The following review of "A Park Ranger's Life" was written by former National Park Ranger and author Andrea Lankford. Ms. Lankford has published four books related to National Parks;
Ranger Confidential: Living, Working, and Dying in the National Parks
Haunted Hikes: Spine-Tingling Tales and Trails from North America's National Parks
Biking the Arizona Trail: The Complete Guide to Day-Riding and Thru-Biking
Biking the Grand Canyon Area
Bytnar's chilling story about the haunted colonial mansion was alone worth the price of admission. But, as readers of A Park Ranger's Life will discover, historic haints and wayward bears addicted to Kentucky Fried Chicken are the least of a park ranger's worries.

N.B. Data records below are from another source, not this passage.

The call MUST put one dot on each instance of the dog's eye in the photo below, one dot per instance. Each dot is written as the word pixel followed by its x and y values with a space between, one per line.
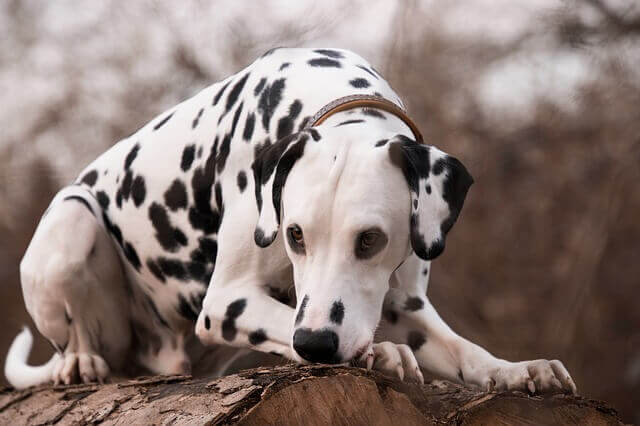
pixel 368 240
pixel 369 243
pixel 296 239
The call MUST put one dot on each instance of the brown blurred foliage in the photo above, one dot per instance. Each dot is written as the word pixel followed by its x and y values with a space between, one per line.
pixel 543 261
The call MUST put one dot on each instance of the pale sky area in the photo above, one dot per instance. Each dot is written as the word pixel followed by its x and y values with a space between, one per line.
pixel 85 47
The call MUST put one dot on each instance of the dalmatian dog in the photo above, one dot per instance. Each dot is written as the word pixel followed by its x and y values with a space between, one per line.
pixel 197 223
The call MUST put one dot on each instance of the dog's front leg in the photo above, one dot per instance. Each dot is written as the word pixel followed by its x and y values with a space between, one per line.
pixel 243 315
pixel 409 318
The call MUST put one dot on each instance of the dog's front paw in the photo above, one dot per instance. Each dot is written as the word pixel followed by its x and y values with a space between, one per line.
pixel 541 376
pixel 80 367
pixel 393 359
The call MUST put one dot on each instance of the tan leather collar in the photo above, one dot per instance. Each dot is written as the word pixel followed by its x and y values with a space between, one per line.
pixel 364 101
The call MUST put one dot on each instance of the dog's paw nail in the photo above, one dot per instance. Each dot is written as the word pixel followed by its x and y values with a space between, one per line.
pixel 400 372
pixel 370 359
pixel 531 386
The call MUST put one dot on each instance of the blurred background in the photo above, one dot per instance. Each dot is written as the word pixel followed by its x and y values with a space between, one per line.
pixel 540 99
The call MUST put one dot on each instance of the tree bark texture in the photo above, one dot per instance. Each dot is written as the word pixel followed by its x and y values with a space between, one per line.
pixel 292 395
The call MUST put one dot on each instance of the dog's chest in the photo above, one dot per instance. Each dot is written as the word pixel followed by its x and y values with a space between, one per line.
pixel 165 190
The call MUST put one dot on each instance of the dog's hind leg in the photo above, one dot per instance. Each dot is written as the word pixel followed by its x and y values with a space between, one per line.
pixel 410 319
pixel 75 290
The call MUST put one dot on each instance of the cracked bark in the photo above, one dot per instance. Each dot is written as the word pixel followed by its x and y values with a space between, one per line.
pixel 282 395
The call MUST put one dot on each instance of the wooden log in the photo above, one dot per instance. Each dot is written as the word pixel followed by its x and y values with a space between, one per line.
pixel 292 395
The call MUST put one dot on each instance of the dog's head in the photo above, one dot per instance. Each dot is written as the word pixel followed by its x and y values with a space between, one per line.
pixel 351 210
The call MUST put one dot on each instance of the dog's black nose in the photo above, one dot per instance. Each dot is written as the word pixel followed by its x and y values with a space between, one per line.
pixel 316 346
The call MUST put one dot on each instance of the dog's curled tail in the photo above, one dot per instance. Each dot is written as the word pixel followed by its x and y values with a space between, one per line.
pixel 18 373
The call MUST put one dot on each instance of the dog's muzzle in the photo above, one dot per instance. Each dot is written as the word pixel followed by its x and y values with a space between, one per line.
pixel 317 346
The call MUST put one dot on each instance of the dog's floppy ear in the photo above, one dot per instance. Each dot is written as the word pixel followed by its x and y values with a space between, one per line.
pixel 270 171
pixel 438 184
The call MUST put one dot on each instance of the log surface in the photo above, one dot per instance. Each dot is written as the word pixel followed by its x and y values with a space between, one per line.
pixel 288 395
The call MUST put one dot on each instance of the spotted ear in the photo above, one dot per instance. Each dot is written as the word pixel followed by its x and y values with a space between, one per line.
pixel 270 171
pixel 438 184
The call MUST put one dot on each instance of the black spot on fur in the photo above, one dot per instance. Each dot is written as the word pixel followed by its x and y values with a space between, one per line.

In Bytnar's book, A Park Ranger's Life: Thirty-Two Years of Protecting Our National Parks, the veteran ranger tells the real story behind what it is like to patrol the Blue Ridge Parkway, a 469-mile long park through some of the best scenery the Blue Ridge Mountains of Virginia and North Carolina have to offer.
At times Mr. Bytnar's misadventures with wily fugitives, inept sheriffs, and park managers who make rattlesnakes seem cuddly are hilarious for us to read. Although these events must have seemed less funny at the time Bytnar was experiencing them. "Living in a national park is not the ideal situation that most people envision," the veteran park ranger tells us. "You end up living with your job 24 hours a day."
With his modest and articulate voice, Bytnar epitomizes what we would like our park rangers to be. Sturdy, good-humored, and fearless, he is a real-life Dudley Do-right who adores his family and pays for the apple coveted by a hungry but penniless boy inside a country store. But even for the likes of Bytnar something has to give.